For those who consent to this, no identifying information — such as your name, address, phone number or social security number — will be shared. The shared data will be guided by data transfer agreements that will be developed between Mayo Clinic and researchers from other institutions.

What is the Genetic Information Nondiscrimination Act (GINA)?

GINA is a federal law that protects some individuals from genetic information discrimination by health insurance companies and employers. GINA does not protect individuals from discrimination regarding life insurance, long-term care insurance or disability insurance. More information is available on the GINA website.

Biobanks and registries

What are biobanks and registries?

Biobanks are large collections of biological samples and medical information. Registries are libraries of medical information — often genetic information. A registry can be part of a biobank.

What is the purpose of biobanks and registries?

Biobanks and registries are meant to support future research for many years.

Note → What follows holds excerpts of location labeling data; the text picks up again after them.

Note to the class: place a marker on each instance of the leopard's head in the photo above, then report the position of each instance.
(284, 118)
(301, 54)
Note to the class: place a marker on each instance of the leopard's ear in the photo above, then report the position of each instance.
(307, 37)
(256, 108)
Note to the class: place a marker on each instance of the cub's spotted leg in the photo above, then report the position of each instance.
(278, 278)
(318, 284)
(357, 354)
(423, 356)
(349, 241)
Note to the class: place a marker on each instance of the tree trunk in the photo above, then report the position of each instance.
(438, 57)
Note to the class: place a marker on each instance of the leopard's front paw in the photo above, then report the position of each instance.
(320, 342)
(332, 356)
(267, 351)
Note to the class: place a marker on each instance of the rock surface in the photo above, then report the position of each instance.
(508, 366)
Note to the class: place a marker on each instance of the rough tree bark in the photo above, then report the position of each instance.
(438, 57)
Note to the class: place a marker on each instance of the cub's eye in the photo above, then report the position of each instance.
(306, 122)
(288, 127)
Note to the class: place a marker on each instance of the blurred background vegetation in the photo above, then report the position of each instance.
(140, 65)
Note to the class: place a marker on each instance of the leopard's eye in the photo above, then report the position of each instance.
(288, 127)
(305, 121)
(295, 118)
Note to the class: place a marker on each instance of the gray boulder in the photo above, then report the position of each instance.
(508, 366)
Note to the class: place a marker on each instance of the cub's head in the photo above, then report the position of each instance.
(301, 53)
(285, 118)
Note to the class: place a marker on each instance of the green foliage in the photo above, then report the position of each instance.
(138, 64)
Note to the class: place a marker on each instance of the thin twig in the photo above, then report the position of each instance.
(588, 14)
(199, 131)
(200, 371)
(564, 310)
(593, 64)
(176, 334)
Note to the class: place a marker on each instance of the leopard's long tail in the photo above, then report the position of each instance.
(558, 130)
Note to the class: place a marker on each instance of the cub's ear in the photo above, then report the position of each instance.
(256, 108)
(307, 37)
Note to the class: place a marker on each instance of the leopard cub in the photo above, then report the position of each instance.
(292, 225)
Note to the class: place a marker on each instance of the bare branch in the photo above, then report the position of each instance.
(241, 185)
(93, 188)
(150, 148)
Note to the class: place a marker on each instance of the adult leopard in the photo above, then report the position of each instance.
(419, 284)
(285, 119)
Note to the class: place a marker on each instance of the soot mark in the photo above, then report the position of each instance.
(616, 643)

By storing the information and samples of many people in one place, researchers save time because they can skip the step of finding new participants for each new project.

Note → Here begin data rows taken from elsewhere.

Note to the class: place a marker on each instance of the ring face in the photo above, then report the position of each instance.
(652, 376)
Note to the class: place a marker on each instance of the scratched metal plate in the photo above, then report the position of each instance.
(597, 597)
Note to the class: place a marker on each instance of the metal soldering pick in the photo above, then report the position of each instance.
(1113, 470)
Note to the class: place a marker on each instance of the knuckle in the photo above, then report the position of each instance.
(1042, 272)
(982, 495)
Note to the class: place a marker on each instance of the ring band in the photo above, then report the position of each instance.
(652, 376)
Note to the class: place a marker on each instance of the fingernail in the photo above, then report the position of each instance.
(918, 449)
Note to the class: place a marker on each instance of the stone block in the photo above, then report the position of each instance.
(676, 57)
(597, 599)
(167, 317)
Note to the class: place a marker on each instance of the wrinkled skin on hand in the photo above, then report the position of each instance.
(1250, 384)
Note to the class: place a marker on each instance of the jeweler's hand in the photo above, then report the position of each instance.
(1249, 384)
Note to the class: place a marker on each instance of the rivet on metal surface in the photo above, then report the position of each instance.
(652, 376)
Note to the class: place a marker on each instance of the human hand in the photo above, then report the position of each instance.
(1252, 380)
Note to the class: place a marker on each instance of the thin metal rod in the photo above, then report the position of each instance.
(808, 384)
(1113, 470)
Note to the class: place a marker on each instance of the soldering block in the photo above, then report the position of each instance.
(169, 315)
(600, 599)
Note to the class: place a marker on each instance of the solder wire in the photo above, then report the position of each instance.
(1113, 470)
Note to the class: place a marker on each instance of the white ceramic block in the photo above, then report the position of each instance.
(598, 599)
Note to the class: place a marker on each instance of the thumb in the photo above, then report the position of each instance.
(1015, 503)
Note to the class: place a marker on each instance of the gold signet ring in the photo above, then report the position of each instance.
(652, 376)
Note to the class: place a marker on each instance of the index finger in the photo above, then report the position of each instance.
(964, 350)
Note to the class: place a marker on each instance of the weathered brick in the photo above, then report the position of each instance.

What are the benefits of having my data and samples in a biobank or registry?

The purpose is to benefit future generations by supporting research. The IBD Biobank is not intended to provide you with personal health information or other direct benefits.

Who can use the IBD Biobank?

Researchers from Mayo Clinic, researchers outside Mayo Clinic, and industry or private companies may request access to the biobank for new studies or commercial use. There are strict policies and procedures that must be followed to protect data privacy and use.

What are some examples of research being done with information and samples already collected in the IBD Biobank Study?

Examples of research so far include:

  • Using epigenetics to improve understanding of Crohn's disease. "Epigenetics" refers to studying the chemical modifications of a cell's genetic material that can alter gene expression without changing the DNA sequence. Mayo Clinic gastroenterologist William A. Faubion, Jr., M.D., is leading a research team that uses genetic information, sequencing and analysis to identify epigenetic patterns associated with recurrent Crohn's disease.
  • Predicting severity and progression of Crohn's disease. Researchers from Mayo Clinic's campuses in Arizona and Minnesota are working in collaboration with colleagues at Arizona State University to learn how certain molecules in blood ("biomarkers") can be used to predict how severe a patient's disease may be and whether and how fast it might progress. Biomarkers can also help researchers develop treatment approaches tailored to an individual patient's unique genetic or molecular makeup.

How long has the IBD Biobank existed?

The IBD Biobank Study was established in 2013 and involves researchers and resources at Mayo Clinic's campuses in Arizona, Florida and Minnesota. The study's goal is to advance research that might one day improve diagnosis, prognosis and treatment of IBD and other gastrointestinal diseases or conditions.

Could use of data in the genomic registry result in financial gain to Mayo Clinic or others (commercialization)?

Yes. Some examples of how the registry could be used for commercial purposes include:

  • Charging a fee to researchers or private companies to cover the costs of sharing the data in the registry (for example, the cost of sending digital genetic information securely).
  • Developing future agreements with outside groups or institutions to use IBD Biobank Study information.
  • Discovering new medications, medical tests or other medical advances that are made possible by use of the registry data. This may result in Mayo Clinic or other groups profiting from these discoveries.

You will not profit from any of the above examples.

Can I withdraw from the IBD Biobank Study?

Yes. You have the right to leave the IBD Biobank Study at any time. If your genetic information has already been shared with researchers, it might not be possible to withdraw your information from that specific study, but your data can be withdrawn from future research.

You can request to stop having your data used by contacting the study team.